Regie führte David Hemmings, der auch die Rolle des finsteren Nazi-Verführers Kraft übernahm. Der Film zeigt ein Zeit-Bild, in dem das preußische Obrigkeitsdenken nie ganz verschwunden ist und die Nazis langsam salonfähig werden. Hemmings schwankt zwischen historischem Drama und satirischer Überzeichnung, schafft jedoch eine eindringliche Darstellung jener Zeit.
Marlene Dietrich erhielt 250.000 Dollar für nur zwei halbe Drehtage, in denen sie unbeweglich und von einem Schleier verborgen agierte.
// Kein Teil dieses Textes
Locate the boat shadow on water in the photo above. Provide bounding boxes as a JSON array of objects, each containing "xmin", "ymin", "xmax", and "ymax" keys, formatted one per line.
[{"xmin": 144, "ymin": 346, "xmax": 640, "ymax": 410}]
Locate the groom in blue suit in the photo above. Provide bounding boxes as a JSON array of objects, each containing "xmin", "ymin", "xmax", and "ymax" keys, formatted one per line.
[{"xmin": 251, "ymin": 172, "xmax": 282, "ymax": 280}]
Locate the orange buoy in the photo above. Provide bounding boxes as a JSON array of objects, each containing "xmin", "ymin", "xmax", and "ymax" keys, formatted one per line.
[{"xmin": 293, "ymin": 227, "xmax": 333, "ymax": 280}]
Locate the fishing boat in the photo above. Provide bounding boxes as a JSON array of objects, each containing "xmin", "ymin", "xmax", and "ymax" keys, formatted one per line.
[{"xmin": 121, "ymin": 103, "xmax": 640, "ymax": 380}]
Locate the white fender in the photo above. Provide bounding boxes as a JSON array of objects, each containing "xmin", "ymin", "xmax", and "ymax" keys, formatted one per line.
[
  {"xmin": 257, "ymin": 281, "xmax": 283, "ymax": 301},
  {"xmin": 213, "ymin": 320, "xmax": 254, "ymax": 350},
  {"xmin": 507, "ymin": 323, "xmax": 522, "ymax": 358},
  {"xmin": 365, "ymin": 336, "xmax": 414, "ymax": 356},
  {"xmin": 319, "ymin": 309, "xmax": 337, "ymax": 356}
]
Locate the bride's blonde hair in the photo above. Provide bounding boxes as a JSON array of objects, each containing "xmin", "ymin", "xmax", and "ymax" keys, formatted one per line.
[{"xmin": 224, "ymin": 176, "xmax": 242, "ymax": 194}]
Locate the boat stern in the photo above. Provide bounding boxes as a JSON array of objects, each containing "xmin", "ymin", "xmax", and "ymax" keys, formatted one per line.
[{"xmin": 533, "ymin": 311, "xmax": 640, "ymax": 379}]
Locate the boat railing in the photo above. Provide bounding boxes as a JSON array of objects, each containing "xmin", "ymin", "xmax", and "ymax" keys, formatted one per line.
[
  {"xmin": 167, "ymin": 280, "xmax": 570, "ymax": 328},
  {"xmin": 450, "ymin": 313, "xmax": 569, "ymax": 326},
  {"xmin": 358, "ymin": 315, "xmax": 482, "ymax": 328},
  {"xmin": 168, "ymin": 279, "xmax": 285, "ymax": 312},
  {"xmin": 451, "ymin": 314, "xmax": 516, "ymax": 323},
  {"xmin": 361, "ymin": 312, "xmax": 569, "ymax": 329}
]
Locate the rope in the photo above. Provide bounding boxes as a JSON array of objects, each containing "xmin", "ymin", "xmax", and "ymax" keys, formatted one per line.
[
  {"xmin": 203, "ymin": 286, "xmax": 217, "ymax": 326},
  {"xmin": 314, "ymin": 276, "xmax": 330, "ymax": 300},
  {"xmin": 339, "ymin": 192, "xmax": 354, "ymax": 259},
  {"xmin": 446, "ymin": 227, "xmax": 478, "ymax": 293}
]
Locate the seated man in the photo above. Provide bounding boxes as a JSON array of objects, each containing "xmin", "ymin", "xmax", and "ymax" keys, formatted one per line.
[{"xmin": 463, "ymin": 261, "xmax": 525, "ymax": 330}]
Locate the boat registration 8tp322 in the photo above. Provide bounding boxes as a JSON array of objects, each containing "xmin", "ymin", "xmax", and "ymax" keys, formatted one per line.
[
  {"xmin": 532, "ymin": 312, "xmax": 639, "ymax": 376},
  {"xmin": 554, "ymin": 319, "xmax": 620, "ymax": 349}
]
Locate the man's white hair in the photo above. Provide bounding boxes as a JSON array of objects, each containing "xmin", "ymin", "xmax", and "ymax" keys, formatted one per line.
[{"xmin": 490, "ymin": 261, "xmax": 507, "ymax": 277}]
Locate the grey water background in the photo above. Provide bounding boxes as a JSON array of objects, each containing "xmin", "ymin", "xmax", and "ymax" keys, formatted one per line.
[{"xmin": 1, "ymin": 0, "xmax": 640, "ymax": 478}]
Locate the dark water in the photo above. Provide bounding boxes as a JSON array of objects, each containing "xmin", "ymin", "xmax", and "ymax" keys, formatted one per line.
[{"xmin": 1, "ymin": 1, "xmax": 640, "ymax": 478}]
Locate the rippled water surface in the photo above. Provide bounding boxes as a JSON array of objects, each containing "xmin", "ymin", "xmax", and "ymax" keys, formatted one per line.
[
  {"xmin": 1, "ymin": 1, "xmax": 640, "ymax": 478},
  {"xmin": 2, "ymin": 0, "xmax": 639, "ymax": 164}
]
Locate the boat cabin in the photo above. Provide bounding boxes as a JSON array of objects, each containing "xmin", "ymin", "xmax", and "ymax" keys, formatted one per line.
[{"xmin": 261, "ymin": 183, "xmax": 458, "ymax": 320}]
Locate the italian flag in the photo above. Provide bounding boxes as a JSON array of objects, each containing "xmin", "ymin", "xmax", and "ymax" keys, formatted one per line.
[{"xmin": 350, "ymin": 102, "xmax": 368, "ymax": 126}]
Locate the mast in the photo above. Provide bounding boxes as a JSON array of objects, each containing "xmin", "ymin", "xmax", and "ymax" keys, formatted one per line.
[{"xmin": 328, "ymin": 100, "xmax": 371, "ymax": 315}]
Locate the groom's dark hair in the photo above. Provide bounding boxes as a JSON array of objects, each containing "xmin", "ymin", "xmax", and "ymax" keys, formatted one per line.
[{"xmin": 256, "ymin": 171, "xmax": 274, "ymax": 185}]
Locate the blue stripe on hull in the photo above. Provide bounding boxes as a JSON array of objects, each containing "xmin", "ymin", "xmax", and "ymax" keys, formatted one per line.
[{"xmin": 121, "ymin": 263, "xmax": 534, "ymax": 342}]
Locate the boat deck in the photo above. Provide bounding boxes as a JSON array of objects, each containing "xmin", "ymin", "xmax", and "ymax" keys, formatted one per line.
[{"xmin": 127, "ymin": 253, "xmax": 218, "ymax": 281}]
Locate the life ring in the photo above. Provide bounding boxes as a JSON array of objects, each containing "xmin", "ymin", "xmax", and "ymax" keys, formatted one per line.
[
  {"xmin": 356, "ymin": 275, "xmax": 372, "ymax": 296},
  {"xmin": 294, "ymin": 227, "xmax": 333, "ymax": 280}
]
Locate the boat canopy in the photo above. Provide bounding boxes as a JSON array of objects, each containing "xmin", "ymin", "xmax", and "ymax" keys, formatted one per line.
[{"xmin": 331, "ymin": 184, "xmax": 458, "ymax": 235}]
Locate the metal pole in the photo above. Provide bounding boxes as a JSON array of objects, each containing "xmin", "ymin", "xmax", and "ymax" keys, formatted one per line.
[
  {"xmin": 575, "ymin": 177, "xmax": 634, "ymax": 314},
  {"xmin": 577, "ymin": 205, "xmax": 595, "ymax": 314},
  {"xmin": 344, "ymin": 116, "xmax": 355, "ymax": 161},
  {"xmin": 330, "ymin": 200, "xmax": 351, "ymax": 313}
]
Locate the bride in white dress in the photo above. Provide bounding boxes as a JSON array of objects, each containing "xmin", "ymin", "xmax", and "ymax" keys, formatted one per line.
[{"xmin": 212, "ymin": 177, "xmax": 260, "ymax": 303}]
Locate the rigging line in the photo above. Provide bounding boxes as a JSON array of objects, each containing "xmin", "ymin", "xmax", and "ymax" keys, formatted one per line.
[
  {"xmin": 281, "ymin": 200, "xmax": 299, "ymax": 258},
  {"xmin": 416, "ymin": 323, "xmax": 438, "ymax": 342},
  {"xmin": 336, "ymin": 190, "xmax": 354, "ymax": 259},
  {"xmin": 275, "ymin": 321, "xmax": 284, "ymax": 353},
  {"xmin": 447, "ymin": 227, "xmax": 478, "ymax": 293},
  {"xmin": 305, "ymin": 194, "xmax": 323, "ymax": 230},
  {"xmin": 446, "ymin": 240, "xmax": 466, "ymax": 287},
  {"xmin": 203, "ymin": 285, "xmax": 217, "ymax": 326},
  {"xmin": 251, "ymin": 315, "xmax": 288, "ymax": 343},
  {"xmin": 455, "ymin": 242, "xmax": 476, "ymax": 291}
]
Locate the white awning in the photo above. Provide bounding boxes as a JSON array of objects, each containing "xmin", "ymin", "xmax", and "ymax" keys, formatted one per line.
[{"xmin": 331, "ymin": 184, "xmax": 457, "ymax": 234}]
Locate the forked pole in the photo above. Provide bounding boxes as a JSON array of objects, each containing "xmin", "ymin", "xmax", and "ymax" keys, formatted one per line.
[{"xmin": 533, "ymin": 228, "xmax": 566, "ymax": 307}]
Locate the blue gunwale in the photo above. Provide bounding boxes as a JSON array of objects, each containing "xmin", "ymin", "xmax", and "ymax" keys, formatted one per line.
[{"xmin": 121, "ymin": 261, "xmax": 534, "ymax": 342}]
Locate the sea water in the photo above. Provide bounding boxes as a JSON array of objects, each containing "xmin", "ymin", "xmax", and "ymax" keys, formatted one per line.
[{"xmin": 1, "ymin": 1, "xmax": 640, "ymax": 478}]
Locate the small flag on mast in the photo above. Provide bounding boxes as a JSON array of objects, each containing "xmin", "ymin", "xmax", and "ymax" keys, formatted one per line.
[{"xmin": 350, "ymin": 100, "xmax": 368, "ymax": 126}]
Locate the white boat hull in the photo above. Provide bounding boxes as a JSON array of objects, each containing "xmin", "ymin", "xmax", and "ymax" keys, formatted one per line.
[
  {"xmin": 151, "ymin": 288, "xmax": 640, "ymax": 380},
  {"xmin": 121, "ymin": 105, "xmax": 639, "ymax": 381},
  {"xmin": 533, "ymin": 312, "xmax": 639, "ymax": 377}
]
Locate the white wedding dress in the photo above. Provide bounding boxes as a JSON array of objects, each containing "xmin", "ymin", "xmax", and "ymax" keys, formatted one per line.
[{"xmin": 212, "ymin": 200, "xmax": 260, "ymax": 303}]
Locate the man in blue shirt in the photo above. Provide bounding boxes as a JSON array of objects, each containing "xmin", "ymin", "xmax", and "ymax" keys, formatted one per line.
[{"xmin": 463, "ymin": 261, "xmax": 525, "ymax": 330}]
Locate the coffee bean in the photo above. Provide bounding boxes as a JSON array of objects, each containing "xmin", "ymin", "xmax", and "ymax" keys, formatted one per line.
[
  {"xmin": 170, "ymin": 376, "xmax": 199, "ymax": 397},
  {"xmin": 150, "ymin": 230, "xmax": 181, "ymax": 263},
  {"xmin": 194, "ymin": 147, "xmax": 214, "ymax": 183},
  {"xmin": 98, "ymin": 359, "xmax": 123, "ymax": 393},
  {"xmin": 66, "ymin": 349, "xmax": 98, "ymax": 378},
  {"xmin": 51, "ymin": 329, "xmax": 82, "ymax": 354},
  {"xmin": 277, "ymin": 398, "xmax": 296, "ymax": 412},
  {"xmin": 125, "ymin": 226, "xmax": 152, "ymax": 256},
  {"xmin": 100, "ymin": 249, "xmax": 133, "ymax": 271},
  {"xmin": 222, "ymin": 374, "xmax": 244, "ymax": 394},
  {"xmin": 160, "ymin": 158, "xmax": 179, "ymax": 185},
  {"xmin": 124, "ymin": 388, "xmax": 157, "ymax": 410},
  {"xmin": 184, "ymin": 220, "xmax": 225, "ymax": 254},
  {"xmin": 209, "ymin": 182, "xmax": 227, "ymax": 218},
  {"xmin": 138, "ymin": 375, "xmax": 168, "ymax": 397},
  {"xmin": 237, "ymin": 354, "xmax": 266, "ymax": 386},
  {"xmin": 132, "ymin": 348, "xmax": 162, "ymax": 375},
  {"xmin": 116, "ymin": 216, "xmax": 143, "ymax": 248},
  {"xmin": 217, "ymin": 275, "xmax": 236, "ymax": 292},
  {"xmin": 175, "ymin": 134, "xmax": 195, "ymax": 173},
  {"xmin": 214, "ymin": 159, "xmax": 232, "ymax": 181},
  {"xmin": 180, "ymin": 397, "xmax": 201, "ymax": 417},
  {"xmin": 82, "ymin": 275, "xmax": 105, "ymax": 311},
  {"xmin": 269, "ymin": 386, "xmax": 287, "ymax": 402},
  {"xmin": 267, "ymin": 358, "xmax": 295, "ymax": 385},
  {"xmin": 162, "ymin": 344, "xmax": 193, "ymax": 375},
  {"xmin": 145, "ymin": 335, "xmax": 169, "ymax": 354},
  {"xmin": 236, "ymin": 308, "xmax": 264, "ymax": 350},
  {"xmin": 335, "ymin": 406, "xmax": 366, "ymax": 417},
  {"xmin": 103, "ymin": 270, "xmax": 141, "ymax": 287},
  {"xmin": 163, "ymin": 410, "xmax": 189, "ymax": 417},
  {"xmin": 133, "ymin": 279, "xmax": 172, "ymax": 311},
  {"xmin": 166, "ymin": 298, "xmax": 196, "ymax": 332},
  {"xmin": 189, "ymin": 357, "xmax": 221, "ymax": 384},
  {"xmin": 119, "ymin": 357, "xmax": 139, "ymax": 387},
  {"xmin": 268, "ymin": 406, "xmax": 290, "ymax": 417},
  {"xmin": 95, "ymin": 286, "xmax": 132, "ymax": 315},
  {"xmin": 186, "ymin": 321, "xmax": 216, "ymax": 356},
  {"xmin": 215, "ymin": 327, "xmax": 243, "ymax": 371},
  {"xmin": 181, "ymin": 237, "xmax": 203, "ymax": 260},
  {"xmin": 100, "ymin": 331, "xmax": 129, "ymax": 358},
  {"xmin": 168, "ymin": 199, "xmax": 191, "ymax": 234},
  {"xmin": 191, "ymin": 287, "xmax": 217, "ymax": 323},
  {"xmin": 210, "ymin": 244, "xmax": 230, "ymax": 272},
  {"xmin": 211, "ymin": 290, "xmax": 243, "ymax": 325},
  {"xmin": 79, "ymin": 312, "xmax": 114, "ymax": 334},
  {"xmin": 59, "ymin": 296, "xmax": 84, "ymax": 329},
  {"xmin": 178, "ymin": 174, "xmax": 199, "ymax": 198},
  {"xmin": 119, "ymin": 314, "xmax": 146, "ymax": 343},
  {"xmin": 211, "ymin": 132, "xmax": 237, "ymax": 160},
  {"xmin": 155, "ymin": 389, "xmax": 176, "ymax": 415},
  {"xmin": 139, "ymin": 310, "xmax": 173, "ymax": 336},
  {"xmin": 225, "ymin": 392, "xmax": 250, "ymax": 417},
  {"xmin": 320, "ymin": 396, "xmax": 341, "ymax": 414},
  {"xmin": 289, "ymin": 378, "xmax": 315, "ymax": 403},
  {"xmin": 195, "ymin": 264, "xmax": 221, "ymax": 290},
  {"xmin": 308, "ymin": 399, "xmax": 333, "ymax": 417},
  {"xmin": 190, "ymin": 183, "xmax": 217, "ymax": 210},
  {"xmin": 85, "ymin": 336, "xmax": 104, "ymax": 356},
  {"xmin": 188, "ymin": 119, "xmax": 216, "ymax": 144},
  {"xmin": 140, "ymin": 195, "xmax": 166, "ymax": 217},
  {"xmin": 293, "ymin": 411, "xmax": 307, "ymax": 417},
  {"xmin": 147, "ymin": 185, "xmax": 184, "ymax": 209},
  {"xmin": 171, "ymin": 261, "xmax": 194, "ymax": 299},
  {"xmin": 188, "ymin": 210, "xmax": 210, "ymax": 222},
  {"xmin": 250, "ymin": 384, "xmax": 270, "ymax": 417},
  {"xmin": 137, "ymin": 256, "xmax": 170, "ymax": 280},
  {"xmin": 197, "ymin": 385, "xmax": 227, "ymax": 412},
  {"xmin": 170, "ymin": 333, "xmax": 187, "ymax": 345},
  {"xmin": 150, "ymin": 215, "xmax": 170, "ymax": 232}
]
Trotz Kritik an ihrer Erscheinung, sang sie am Ende den Titelsong des Films, was zu einem bewegenden Abschied führte. Das Filmteam war gerührt von ihrer Performance, insbesondere wegen ihres brüchigen Timbres, als sie die Zeile „Youth will pass away“ sang.
Der Film „Schöner Gigolo, armer Gigolo“ mag zwar als Flop gestartet sein, aber seine Bedeutung und Kraft werden in der heutigen Zeit neu bewertet. Durch die einzigartige Besetzung, die bissige Darstellung der Weimarer Republik und die eindringliche Atmosphäre, verdient der Film eine kritische Revision und Anerkennung für seine künstlerischen Qualitäten.